- Promotional poster
- Directed by: Barmak Akram
- Written by: Barmak Akram
- Produced by: Olivier Delbosc; David Mathieu-Mahias; Marc Missonnier; Mani Mortazavi;
- Starring: Haji Gul Aser; Leena Alam; Valéry Schatz; Amélie Glenn;
- Cinematography: Laurent Fleutot
- Edited by: Hervé de Luze Elise Fievet Pierre Haberer
- Music by: Barmak Akram
- Release dates: September 2008 (Venice); 29 April 2009 (France);
- Running time: 97 minutes
- Countries: France Afghanistan
- Language: Persian

= Kabuli Kid =

Kabuli Kid is a Persian-language 2008 French-Afghan drama film directed and written by Barmak Akram. It stars Haji Gul Aser, Leena Alam, Valéry Schatz and Amélie Glenn.
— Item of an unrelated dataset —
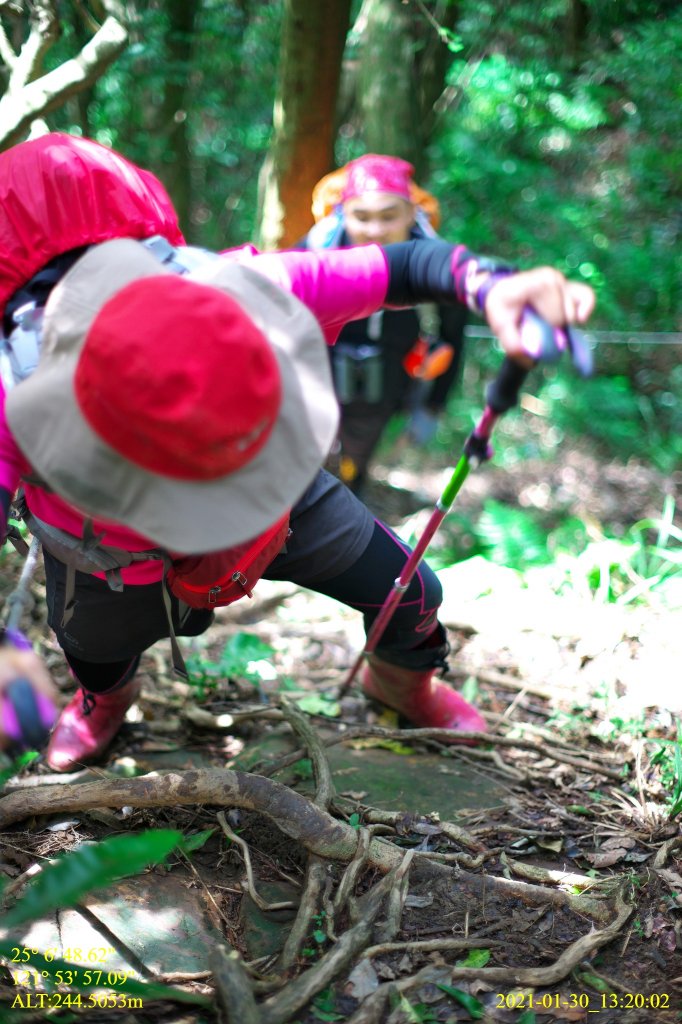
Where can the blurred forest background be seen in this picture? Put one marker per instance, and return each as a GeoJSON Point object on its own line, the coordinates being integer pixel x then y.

The film, about a Kabul-based taxi driver who finds an infant left in his back seat, was screened at the 65th Venice International Film Festival at the 23rd International Film Critics' Week and won EIUC Human Rights Film Award. Also, in the Simorghs of the East section - International Cinema Competition of the 27th Fajr International Film Festival, Barmak Akram received Best debut for his film Kabuli Kid. The film is produced by Fidélité Films, 4 à 4 Productions, and Les Auteurs Associés.

==Cast==
- Haji Gul Aser as Khaled
- Valéry Schatz as Mathieu
- Amélie Glenn as Marie
- Mohammad Chafi Sahel as Baba
- Leena Alam as Khaled's wife
- Messi Gul as the abandoned infant
- Saleha Khan Gul
- Rohina Gul
- Mariam Hakimi

==Reception==
The film was critically acclaimed. Variety wrote: "Observation and narrative are so skillfully intertwined that every detail gestates a potential full-blown story and every story point teems with cultural contradictions. Thus, when Khaled’s wife Leena Alam slips among the veiled women waiting to claim the infant, she silently unleashes a subversively alternate point of view. Highly accomplished tech credits reinforce pic's authenticity."